You can also do things like this: [a]<[b]>[c].  This will get the lower value of [a] and [b], and will compare the result to [c], returning the greater value of both (evaluation goes from left to right).

! as Factorial Value
Factorial computation is only defined for whole numbers. As numbers in this context are generally decimal, they will automatically be rounded to the next whole number before factorization.
So, the value expression of 4.15! will silently be computed as 4!, which is calculated as 1*2*3*4.

### Limitations

The number handling is appropriate for commercial or financial calculations that require large numbers of significant and decimal places, and and tolerate no round-off errors. However, when using very large numbers in exponential or factorial calculations, limits may be reached and an overflow error occurs. See here: Software Limitations.

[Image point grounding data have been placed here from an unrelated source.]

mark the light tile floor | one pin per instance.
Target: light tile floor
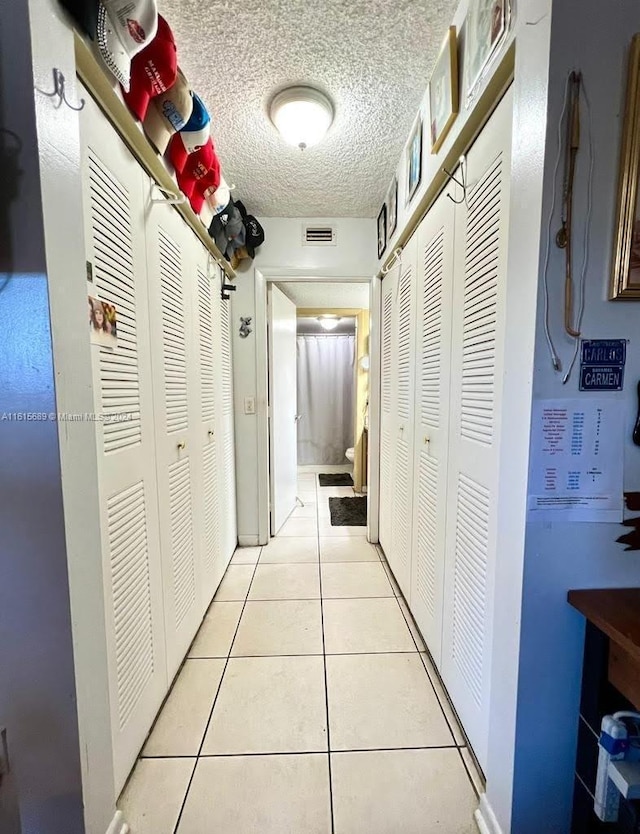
(307, 703)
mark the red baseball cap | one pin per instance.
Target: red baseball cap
(209, 182)
(196, 167)
(153, 71)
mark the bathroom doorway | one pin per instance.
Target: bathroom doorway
(331, 404)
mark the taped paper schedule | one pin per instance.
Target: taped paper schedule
(577, 459)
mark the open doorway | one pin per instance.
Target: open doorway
(321, 419)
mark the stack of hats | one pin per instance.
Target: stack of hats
(139, 49)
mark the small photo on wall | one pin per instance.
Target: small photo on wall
(103, 326)
(391, 202)
(414, 161)
(443, 91)
(485, 26)
(382, 231)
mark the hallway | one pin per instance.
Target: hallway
(306, 704)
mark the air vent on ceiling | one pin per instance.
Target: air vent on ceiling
(318, 236)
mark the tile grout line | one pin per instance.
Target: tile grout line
(324, 663)
(215, 699)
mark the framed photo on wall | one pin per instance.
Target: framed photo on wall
(625, 275)
(414, 160)
(391, 203)
(443, 91)
(382, 231)
(484, 28)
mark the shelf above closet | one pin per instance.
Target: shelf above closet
(93, 77)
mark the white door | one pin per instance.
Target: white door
(122, 381)
(178, 452)
(227, 480)
(476, 401)
(433, 368)
(282, 406)
(403, 412)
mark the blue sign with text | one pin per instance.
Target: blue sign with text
(602, 364)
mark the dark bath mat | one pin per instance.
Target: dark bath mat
(338, 479)
(350, 512)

## Printing Formatted Values

Like single numeric fields, the numeric result of a formula calculation can also be formatted for output (into a CSV field).
If no explicit formatting is defined, number formatting automatically takes place according to the current %locale defaults.
Otherwise, please see Reading and Formatting Numeric Fields on how to define explicit formatting.